Everyone knows that old Mötley Crüe tune “Smokin’ in the Boys Room,” and the final line “smokin’ ain’t allowed in school.”

This past summer, the University of Minnesota went totally smoke-free. Now nobody can get a nicotine fix anywhere — not in the men’s room, not the locker room, the ladies’ room, nowhere — not even with an e-cigarette. So I am curious how this ban is being received among different groups, including liberals, conservatives, libertarians, smokers and nonsmokers alike. A survey by Boynton Health Service found, for instance, that about 47 percent of students strongly supported a smoking ban in 2012. Why?

I am not a smoker, so I can’t answer that. As an air-breather, however, I can say that the ban probably doesn’t go far enough, because whether you’re a heavy smoker or only a casual secondhand smoker, you have more to worry about than cigarette smoke.

Last October, the International Agency for Research on Cancer determined that the air we breathe is in fact a leading cause of cancer worldwide, causing more than 220,000 deaths due to lung cancer in 2010. And it’s not the cigarette smokers who are polluting the air. It’s the cars, factories and power plants.

If the University wants to ensure its residents live healthy lives via banning smoking, even if some of us have to sacrifice our liberties to implement these policies, why is it so hesitant to divest from the fossil fuel industry, let alone wean itself off fossil fuels?

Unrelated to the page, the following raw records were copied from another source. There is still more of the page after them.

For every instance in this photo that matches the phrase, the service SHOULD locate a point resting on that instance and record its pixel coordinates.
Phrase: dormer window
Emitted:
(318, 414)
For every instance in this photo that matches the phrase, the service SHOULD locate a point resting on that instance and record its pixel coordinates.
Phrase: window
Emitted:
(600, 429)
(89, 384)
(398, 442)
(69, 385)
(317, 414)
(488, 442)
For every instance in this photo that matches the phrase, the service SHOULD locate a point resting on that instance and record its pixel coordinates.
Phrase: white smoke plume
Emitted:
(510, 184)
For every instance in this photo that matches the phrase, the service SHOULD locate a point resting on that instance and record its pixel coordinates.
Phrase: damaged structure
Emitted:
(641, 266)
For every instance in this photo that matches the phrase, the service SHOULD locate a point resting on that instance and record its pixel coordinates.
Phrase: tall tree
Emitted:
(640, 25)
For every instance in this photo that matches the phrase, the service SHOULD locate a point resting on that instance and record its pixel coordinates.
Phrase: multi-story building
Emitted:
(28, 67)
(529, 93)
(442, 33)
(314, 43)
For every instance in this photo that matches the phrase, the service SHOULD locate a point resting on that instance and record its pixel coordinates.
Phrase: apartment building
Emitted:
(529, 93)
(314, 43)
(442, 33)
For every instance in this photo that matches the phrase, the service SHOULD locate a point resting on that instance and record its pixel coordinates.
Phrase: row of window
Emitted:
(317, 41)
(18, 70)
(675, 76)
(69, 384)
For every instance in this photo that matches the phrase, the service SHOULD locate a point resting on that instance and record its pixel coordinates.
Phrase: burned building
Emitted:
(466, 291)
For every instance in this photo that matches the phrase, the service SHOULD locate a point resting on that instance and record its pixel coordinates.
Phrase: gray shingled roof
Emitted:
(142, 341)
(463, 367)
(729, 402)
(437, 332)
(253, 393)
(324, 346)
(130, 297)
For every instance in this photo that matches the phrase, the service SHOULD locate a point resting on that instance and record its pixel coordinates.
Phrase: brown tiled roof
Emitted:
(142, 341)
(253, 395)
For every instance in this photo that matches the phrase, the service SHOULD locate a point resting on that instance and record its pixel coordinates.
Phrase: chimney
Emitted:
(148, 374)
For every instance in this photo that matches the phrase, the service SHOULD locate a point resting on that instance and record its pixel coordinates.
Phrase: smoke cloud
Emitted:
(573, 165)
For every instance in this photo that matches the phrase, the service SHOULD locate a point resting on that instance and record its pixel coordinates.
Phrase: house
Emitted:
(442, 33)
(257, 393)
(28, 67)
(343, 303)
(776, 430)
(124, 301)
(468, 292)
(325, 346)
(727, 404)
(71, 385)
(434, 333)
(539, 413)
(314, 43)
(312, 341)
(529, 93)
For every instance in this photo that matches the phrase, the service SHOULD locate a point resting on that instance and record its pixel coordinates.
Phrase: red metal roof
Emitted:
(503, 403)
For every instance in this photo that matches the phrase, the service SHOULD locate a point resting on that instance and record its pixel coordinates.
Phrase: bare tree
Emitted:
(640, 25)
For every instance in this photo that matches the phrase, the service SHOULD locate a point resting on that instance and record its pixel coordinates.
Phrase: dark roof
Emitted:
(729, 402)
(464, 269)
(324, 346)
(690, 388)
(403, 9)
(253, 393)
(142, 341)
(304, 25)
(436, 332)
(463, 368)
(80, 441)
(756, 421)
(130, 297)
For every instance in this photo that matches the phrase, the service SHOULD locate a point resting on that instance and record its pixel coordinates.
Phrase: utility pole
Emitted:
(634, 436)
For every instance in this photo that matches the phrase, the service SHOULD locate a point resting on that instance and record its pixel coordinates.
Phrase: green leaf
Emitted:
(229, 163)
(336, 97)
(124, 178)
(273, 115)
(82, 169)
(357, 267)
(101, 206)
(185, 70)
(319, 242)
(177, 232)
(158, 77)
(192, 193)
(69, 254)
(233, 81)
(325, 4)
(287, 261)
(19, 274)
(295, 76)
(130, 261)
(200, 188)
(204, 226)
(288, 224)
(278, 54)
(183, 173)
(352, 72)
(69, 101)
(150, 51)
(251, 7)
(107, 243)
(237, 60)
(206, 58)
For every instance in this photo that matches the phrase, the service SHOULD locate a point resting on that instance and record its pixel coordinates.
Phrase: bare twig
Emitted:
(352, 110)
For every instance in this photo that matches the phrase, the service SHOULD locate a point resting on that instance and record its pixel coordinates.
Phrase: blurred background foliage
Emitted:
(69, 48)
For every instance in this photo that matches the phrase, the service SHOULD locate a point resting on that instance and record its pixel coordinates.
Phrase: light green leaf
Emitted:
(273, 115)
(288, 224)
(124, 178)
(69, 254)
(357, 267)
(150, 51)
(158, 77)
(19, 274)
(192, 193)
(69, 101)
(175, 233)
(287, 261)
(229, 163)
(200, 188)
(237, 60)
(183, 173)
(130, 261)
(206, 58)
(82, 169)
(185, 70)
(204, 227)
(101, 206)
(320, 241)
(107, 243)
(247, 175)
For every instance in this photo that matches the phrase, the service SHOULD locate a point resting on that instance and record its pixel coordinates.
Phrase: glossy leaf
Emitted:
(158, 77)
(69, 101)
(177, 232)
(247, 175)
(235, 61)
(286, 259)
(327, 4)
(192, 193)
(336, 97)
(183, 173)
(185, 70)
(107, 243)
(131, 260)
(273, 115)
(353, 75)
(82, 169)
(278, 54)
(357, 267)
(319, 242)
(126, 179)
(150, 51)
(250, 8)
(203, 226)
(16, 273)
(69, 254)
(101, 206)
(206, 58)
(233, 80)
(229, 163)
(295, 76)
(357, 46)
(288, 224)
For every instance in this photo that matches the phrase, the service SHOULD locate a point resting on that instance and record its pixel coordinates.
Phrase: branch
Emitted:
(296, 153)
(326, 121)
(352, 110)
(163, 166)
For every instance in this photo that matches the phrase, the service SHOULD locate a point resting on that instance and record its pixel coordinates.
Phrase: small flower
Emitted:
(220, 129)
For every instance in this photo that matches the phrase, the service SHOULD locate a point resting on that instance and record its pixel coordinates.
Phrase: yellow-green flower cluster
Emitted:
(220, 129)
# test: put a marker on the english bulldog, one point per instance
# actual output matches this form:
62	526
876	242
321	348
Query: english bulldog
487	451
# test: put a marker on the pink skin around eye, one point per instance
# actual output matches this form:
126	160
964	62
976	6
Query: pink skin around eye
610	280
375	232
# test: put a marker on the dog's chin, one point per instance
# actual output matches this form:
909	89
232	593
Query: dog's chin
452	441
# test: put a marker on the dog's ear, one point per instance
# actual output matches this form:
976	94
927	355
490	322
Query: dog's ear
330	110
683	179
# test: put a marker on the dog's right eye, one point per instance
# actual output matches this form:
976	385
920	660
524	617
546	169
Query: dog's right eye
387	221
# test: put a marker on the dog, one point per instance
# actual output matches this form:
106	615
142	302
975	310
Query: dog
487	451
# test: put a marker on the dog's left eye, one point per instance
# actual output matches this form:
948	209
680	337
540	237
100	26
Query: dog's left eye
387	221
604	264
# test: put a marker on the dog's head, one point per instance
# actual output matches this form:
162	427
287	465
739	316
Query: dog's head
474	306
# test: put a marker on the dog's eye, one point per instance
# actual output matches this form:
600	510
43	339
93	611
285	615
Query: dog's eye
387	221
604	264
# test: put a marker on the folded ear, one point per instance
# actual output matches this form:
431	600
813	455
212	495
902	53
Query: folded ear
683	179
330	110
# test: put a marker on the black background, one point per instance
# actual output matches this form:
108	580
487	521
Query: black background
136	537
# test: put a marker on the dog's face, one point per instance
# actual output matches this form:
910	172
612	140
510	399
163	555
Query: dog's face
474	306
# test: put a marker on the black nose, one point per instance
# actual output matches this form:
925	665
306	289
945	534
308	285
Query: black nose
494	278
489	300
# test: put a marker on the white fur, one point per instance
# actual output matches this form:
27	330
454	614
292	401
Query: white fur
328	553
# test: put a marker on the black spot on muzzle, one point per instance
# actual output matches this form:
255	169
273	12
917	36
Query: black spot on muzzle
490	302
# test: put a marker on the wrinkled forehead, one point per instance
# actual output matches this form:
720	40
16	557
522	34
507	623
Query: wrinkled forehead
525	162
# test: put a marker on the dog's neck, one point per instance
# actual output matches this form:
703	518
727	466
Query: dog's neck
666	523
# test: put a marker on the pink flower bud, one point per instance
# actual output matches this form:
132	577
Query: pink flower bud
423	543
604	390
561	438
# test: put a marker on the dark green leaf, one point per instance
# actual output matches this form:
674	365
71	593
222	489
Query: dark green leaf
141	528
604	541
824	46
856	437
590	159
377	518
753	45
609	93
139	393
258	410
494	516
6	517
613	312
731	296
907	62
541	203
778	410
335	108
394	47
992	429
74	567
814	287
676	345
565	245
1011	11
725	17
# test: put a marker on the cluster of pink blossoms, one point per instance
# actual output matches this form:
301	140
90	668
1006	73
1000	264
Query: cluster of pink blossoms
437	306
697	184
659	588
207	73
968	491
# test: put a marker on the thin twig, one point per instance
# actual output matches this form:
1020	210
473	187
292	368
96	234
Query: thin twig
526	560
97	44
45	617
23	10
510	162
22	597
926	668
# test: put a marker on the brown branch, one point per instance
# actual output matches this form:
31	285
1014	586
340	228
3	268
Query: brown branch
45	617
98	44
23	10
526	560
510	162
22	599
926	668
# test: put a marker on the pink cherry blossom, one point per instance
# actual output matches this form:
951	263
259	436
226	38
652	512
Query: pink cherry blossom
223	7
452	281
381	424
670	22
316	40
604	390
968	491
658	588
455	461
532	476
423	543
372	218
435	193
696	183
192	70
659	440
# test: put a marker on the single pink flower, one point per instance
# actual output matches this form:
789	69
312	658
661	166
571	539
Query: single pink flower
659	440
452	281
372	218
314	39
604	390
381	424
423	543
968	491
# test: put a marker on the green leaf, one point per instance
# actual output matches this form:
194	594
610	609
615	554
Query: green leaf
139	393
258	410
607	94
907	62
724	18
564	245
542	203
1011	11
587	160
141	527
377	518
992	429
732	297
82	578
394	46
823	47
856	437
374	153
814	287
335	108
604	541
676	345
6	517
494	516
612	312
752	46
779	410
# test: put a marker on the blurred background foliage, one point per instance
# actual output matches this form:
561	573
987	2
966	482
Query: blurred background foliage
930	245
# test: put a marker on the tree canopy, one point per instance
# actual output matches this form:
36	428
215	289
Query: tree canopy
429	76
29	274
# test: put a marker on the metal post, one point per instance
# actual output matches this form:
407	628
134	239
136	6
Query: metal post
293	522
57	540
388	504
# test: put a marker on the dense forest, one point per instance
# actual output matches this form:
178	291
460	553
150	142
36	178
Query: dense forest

It is possible that in fact the University, rather than genuinely looking out for the well-being of society, is concerned with its image: that passing a campus-wide ban on smoking will convince the public of its liberal ideals. After all, other campuses prohibit it. Even 3M bans smoking on its campus.  

It is also possible that people do not perceive fossil fuel use as a public health issue, but rather an environmental issue, a non-issue or something else less urgent than an epidemic.